A key advantage of deep ensembles is their ability to quantify model uncertainty, specifically epistemic uncertainty, which is learned from the variability of predictions across the ensemble. To evaluate DEGU’s ability to quantify this type of uncertainty, we compared the standard deviation of predictions from the teacher ensemble with the predicted standard deviation from the DEGU-distilled student models. Surprisingly, the epistemic uncertainty estimates from the distilled student models were strongly correlated with the variation observed across the teacher ensemble’s predictions, suggesting that DEGU distillation effectively captures epistemic uncertainty (Fig. 5a, Supplementary Fig. 8a, Supplementary Fig. 9). We repeated this analysis using log-variance as the measure of variation and observed similar results (Supplementary Fig. 10).

Figure 5.

Figure 5.

Performance comparison of uncertainty estimates. (a,b) Predictive performance for (a) epistemic and (b) aleatoric uncertainty output heads of models trained with standard training (blue), DEGU-distillation (orange), and the teacher ensemble (green), trained on subsets of randomly downsampled training data.
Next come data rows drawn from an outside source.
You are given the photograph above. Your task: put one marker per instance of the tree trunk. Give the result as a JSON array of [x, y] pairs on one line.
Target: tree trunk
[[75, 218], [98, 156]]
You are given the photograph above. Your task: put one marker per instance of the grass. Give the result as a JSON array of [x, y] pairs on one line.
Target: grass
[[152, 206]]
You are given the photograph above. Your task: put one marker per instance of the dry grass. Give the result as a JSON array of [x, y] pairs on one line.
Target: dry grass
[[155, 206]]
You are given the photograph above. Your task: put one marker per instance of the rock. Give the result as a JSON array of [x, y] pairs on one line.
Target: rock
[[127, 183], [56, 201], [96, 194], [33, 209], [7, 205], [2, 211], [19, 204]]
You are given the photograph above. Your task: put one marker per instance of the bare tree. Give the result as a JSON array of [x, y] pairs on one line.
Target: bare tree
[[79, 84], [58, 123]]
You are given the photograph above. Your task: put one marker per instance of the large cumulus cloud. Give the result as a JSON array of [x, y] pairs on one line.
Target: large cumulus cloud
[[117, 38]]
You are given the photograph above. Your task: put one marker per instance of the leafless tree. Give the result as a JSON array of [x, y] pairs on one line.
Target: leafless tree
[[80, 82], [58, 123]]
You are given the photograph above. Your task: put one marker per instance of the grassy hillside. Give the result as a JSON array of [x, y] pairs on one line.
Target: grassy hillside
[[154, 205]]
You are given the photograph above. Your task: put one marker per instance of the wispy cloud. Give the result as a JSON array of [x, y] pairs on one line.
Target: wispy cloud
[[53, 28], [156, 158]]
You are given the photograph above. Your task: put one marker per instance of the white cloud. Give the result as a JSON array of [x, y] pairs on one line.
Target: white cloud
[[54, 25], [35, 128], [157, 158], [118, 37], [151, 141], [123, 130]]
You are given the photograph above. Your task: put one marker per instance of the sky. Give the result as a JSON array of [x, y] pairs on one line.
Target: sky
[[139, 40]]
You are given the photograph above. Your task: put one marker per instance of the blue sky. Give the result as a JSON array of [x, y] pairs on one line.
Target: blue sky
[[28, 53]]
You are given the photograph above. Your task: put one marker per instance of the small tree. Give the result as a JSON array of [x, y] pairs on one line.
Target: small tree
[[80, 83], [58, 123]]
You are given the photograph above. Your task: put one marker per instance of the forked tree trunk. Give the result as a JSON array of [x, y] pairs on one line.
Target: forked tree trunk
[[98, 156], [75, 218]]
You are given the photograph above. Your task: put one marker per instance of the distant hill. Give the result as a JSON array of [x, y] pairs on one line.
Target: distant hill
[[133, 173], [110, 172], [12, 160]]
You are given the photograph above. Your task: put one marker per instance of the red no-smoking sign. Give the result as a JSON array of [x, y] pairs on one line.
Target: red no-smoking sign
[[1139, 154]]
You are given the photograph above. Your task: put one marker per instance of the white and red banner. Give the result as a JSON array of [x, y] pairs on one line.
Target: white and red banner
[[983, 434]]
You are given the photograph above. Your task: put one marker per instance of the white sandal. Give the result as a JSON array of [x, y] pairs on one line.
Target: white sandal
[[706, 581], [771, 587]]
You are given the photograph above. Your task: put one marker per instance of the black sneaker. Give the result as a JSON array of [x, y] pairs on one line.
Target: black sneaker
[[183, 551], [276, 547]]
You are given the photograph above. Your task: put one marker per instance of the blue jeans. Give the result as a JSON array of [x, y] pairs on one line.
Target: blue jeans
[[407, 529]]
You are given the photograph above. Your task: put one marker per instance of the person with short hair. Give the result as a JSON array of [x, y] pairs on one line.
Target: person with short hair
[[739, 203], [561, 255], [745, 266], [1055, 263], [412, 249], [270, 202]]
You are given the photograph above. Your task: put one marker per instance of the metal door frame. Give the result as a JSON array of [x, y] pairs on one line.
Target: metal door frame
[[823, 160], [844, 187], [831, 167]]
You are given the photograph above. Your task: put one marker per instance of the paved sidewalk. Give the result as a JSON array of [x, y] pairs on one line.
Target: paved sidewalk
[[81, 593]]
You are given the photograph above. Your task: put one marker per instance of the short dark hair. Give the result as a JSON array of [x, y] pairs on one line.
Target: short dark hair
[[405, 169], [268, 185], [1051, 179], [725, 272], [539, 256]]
Markers represent the average Pearson’s r across n = 10 models with different random initializations and shaded region indicates 95% confidence interval. Results are shown for the Dev epistemic uncertainty output head of DEGU-distilled DeepSTARR and the uncertainty output heads of ResidualBind models trained on K562 lentiMPRA data. (c,d) Scatter plots of (c) prediction interval coverage probability and (d) predictive accuracy versus average interval size for different methods for quantifying epistemic uncertainty (left) and aleatoric uncertainty (right). Uncertainty quantification methods are based on ResidualBind model trained on K562 lentiMPRA data. Red dashed line indicates calibration with a 95% interval coverage probability. Each uncertainty quantification method is represented by n = 10 dots, each indicating a model with different initializations, with the exception of deep ensemble (n = 1).

However, relying solely on epistemic uncertainty can lead to overconfident and potentially incorrect predictions [26], as it does not capture the full spectrum of predictive uncertainty. DEGU addresses this limitation by training models to also predict aleatoric uncertainty, which is estimated from the variability across experimental replicates (when sufficient replicates are available). We demonstrated this approach using the lentiMPRA [23] and ATAC-seq profile datasets, both of which had three experimental replicates. We assessed the performance of our models’ aleatoric uncertainty predictions using Pearson’s r and found that predicting aleatoric uncertainty from sequence data remains challenging (Fig. 5b, Supplementary Figs. 8b and 1c), which is expected given that aleatoric uncertainty represents irreducible noise. While accurately predicting aleatoric uncertainty is difficult, ensuring that the predicted uncertainties are well-calibrated is more important.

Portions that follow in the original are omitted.